[I wrote most of this in May, and finished it . . . in July]
“Tell me something about yourself,” the traveling speaker asked, having gone down the row asking each person the same as they introduced themselves.
I paused. “I like to create things.”
“What sort of things?”
“Paintings, cakes, stories. But I rarely finish my stories.”
“Do you finish your cakes?”
“Yes!” I laughed in response.
“Why do you finish your cakes and not your stories?”
The answer came sooner than is characteristic of this ponderer. “People eat my cakes. They don’t read my stories.”
In that moment, it somehow seemed like an epiphany, whose meaning was not yet clear. Then I forgot about it, until tonight.

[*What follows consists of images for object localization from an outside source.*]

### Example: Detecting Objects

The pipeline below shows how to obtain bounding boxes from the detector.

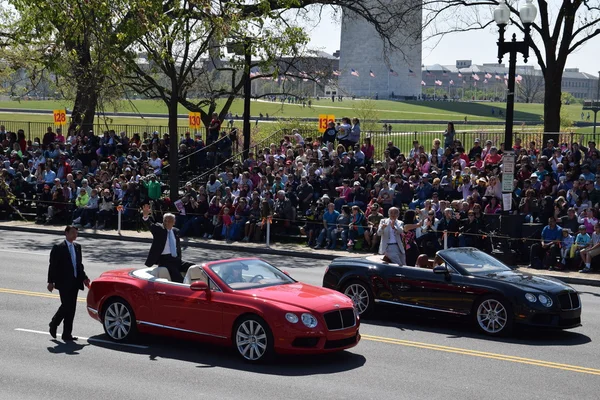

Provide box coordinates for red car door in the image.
[150,281,224,338]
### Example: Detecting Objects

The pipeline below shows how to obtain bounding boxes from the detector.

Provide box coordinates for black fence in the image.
[0,120,206,142]
[278,128,589,160]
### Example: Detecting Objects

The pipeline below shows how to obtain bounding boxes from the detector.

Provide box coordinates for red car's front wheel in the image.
[234,315,274,362]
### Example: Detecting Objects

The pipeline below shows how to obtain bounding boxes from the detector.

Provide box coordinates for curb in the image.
[0,224,338,261]
[1,224,597,287]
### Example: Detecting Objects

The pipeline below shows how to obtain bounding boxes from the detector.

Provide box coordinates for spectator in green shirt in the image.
[143,175,162,200]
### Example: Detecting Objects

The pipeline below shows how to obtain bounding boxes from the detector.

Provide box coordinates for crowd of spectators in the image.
[1,120,599,272]
[0,124,180,228]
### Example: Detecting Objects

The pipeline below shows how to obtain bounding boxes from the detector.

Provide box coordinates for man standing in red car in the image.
[141,204,191,283]
[47,226,90,341]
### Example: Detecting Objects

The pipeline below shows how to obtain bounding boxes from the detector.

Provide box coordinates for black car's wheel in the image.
[102,298,137,342]
[473,295,513,336]
[343,280,374,317]
[234,315,274,363]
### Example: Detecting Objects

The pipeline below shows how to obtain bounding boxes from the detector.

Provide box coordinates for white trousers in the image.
[386,243,406,266]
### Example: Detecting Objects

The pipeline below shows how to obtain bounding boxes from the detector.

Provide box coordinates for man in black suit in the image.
[141,204,186,283]
[47,226,90,341]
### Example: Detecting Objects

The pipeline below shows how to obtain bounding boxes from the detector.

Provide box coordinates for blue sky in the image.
[305,7,600,76]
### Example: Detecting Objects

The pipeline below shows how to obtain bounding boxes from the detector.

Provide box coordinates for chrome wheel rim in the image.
[344,284,369,315]
[477,299,508,334]
[236,320,268,361]
[104,302,132,340]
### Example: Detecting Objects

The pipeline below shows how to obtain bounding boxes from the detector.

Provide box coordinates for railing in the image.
[295,128,588,159]
[0,120,206,142]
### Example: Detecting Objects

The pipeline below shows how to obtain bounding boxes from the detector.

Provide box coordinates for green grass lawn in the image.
[0,98,589,121]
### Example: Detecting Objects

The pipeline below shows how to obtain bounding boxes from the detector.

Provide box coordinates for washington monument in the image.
[338,1,422,99]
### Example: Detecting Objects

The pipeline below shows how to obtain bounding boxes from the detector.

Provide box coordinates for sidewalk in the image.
[1,221,598,287]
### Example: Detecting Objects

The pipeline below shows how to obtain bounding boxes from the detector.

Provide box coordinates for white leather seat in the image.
[183,265,208,285]
[149,266,171,281]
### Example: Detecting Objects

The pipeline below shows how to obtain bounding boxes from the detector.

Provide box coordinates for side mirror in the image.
[433,265,449,275]
[190,280,209,292]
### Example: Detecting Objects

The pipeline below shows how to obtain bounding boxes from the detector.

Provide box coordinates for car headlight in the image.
[301,313,318,328]
[538,294,553,307]
[525,293,537,303]
[285,313,298,323]
[353,305,360,319]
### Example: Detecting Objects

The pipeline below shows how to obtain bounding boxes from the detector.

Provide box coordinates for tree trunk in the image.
[168,88,179,202]
[542,66,562,145]
[69,84,98,134]
[68,42,98,134]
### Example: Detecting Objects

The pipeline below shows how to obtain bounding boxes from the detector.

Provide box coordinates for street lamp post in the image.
[494,0,537,213]
[494,0,537,151]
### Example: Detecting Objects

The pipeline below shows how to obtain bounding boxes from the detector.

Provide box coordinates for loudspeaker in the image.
[484,214,501,233]
[500,214,525,238]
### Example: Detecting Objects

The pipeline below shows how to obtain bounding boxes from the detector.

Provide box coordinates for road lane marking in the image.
[0,288,86,302]
[4,287,600,375]
[362,334,600,376]
[15,328,149,349]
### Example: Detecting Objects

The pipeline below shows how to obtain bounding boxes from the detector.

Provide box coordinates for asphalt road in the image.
[1,231,599,400]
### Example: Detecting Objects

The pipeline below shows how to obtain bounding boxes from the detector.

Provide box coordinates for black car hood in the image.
[476,270,572,293]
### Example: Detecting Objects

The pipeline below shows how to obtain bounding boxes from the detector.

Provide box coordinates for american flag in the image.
[442,70,448,77]
[426,69,432,76]
[449,80,454,85]
[458,72,463,78]
[351,69,360,77]
[485,72,492,79]
[504,79,508,86]
[474,81,477,87]
[435,80,443,86]
[406,69,413,76]
[495,73,501,80]
[332,70,341,76]
[421,80,426,86]
[504,73,509,79]
[516,74,523,82]
[484,78,488,84]
[369,70,376,78]
[390,69,399,76]
[472,73,480,81]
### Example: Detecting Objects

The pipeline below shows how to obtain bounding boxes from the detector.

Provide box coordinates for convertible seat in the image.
[183,265,208,285]
[149,266,172,281]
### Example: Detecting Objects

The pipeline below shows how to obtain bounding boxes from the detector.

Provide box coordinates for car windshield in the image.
[208,259,295,290]
[442,250,512,275]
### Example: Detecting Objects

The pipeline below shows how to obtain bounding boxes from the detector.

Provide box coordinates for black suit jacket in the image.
[47,241,88,291]
[143,217,182,267]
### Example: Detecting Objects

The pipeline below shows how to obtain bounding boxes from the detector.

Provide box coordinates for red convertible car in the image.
[86,258,360,362]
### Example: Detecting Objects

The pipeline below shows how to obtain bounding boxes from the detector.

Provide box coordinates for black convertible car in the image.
[323,248,582,336]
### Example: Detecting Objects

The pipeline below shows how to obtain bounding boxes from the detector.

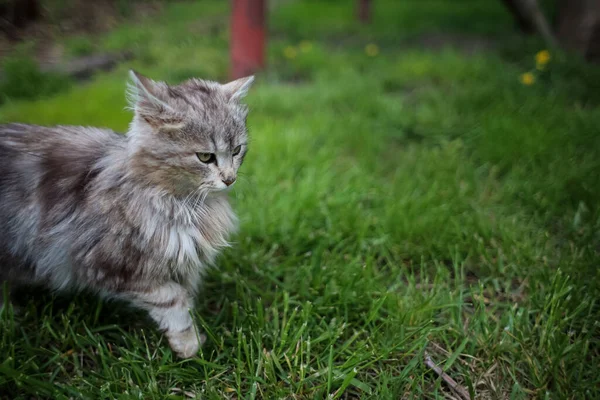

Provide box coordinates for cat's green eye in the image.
[233,145,242,156]
[197,152,215,163]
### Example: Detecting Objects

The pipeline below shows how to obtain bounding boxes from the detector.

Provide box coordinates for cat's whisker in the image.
[176,187,203,221]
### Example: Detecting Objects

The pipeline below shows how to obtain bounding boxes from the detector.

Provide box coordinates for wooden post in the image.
[358,0,372,23]
[230,0,266,80]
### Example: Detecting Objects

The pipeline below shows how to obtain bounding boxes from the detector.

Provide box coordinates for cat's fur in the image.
[0,71,254,358]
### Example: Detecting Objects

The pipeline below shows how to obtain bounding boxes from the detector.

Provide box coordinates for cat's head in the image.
[126,70,254,197]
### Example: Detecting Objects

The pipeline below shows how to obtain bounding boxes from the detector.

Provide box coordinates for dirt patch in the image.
[0,0,163,64]
[413,33,497,54]
[44,51,134,81]
[294,32,498,56]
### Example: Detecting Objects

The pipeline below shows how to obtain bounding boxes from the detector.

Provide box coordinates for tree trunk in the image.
[556,0,600,61]
[500,0,535,33]
[0,0,40,40]
[499,0,558,48]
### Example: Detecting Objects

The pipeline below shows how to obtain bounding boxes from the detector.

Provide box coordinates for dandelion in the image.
[520,72,535,86]
[535,50,551,66]
[299,40,313,53]
[365,43,379,57]
[536,50,551,70]
[283,46,297,59]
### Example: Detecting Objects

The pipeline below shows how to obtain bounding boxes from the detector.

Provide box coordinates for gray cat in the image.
[0,71,254,358]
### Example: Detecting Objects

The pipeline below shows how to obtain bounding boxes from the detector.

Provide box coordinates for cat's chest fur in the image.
[119,192,238,280]
[161,196,237,268]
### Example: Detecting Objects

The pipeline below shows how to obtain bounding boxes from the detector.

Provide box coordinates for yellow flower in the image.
[535,50,551,70]
[535,50,551,65]
[283,46,297,59]
[299,40,312,53]
[365,43,379,57]
[520,72,535,85]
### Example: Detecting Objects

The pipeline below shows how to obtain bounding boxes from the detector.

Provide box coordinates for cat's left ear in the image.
[222,76,255,102]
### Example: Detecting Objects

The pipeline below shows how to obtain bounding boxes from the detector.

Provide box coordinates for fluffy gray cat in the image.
[0,70,254,358]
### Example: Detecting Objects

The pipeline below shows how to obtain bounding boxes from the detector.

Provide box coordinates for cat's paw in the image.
[167,326,206,358]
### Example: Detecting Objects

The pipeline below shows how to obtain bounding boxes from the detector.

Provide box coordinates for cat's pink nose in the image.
[222,177,236,186]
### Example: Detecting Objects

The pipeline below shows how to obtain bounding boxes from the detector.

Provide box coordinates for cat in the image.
[0,70,254,358]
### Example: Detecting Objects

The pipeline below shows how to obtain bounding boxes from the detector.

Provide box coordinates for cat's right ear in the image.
[222,75,255,102]
[127,70,174,117]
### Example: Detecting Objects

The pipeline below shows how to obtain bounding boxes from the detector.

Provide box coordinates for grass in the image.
[1,0,599,398]
[0,55,71,104]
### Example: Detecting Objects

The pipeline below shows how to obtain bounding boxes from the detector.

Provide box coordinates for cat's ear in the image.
[222,76,255,102]
[127,70,174,116]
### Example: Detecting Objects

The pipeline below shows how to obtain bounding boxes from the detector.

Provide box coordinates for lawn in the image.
[1,0,599,398]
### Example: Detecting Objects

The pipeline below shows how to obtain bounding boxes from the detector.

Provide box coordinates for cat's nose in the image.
[222,177,236,187]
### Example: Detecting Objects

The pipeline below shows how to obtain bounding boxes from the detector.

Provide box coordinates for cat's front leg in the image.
[122,282,205,358]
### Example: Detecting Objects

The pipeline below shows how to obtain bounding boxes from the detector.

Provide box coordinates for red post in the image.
[358,0,372,23]
[230,0,266,79]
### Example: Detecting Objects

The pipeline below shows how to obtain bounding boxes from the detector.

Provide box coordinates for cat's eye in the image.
[197,152,215,163]
[233,145,242,156]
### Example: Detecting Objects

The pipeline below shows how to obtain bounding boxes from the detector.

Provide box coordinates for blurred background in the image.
[0,0,599,398]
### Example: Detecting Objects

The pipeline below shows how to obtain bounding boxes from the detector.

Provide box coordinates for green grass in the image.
[1,0,599,398]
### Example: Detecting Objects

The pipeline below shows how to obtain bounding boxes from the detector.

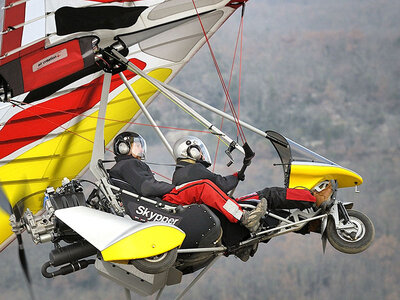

Tonight I combed through my computer files, hoping to find a forgotten piece of writing that could be polished to some semblance of beauty. What I found were bits of fiction, journaling and poetry. They were written so long ago that it was if I was reading them for the first time as I had no recollection of them whatsoever. Some were quite dismal, some dramatic, but some surprised me by giving me hope that maybe it would be worthwhile to continue practicing my craft. There was one tale in particular that drew me in and made me feel as if I were suffering from some sort of author’s amnesia. The first page of this story was intriguing, and I waited with bated breath to see where it was going, scrolling down to page two. I yelped in indignation at my former self, for the scene ended abruptly. I had left myself hanging in the midst of an unfinished story whose anticipated plot I couldn’t recall. By not finishing that story when the idea was fresh, I lost an opportunity I can’t get back. As I continued to peruse my files, this scenario repeated itself, sometimes with thoughts being left behind in mid-sentence. The only stories that were finished were the ones that had something in common with my cakes: stories I wrote with the anticipation of sharing them with specific people.
I’ve written this post thus far, and I’m tempted to give it up as I feel there is too much here that I can’t seem to convey, but I couldn’t handle the irony. What have I learned from this experience? I suppose learning something isn’t a requirement, but somehow with me everything turns out to be a lesson, and I took two main things from this. *First, I think I should find more merit in writing just to write for the joy of it, to work through thoughts and feelings with no thought of somehow gaining approval from others. Yet simultaneously, the motivation to excel, follow through and actually finish well is so much stronger when you have the anticipation of sharing it with another. To have someone urging you onward is something we should all have and participate in, regardless of whether it is in reference to making a cake, writing a story, or anything else that is good. God didn’t mean for us to take on life alone, something that I so often find myself attempting to do.
Second, I wonder what “stories” in life I am currently leaving unfinished. What am I not pursuing because I’m too scared, too lazy, or I feel too inadequate? What will I look back on later and see a beautiful beginning, only to watch it vanish into thin air because I gave up? What will I regret later that I could change now, wishing I could talk to my former self into pursuing? Those questions are not easily answered, but are worth pondering. Now, I’m not suggesting that everything started is worth finishing, and we need to be careful in discerning what is. However, I’ve found it to be an uncomfortable truth that the things that are really worthwhile in life and for eternity to come are the things that do not come easily. Forming healthy habits, meaningful relationships, serving others, sharing the gospel and even maturing are beautiful things that only come through a perseverance that throws aside laziness, awkwardness, fears, what-ifs, and a gaze upon one’s self that reveals more weakness than we care to see. Yet if we manage by God’s grace to persevere, to finish in those things He has led us into, we will be left with something ultimately more dear than whatever it was we gave up. So here’s to finishing well with the help of a community and strength from the Lord, whether it be cakes, stories, or things infinitely more important.
*Basically what we have from this point on is a loquacious pep talk directed to myself. These things are so easily forgotten, and I need to be reminded often!